MRS Oil Nigeria Plc has said it is partnering the Motor Mechs and Technicians Association of Nigeria and Nigeria Automobile Technician Association to educate them on its brand of lubricants.
The Lube Sales Manager, MRS Oil Nigeria Plc, Jane Opara, said the aim of the initiative, tagged ‘Lubricants Market Storm’, was to “create awareness for our brand of lubricants, especially to the mechanics, considering the influx of adulterated and cheap products from Dubai and other countries.”
She said, “We felt this period is the time when most motorists will be servicing their cars and we need to create this awareness and let them know that companies in Nigeria are still producing high quality lubricants, which are better than whatever is being imported into the country.
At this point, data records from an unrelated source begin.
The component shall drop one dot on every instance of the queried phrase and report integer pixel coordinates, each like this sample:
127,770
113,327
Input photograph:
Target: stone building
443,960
We also want to educate them on the advantages of patronising made-in-Nigeria products.”
Describing the response from the mechanics as very impressive, Opara said, “Currently, we have the highest grade of automotive lubricants. For now, that is the highest on mineral base, meaning that outside that you have the synthetic. Now, it is only MRS that has this grade of lubricant in the industry.
“So, we are trying to inform them that with this kind of lubricant, you can reduce your fuel consumption, soot formation, and the engine can stay longer because it has the higher grade interval. It is locally produced. But currently, there is no blender in the country that manufactures addictives and base oil; they are imported.
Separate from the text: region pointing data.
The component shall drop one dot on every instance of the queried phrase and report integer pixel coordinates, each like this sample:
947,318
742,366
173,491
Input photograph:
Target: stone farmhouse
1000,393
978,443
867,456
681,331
“Prior to now, we used to have that from Kaduna refinery; but for a while now, we all import. What we mean by ‘locally produced’ is that we have what it takes to stick to what is needed to give us the best outcome.”
According to her, the Standards Organisation of Nigeria is doing a lot of work in ensuring that blenders come out with what they say they are producing.
She said, “The lubricants market in Nigeria has a lot of prospect; it is expanding every day. Our intention is to increase our market share. The mechanics are happy we are partnering them. We are working hand in hand with NATA and MOMTAN, and we have lined up about 12 locations for this initiative.
“To tackle adulteration of our products, we are trying to introduce a coding system and we are educating the mechanics on this idea of destroying the kegs after usage to prevent anyone else from replicating it. We also have our own internal security features that we can’t tell the public.”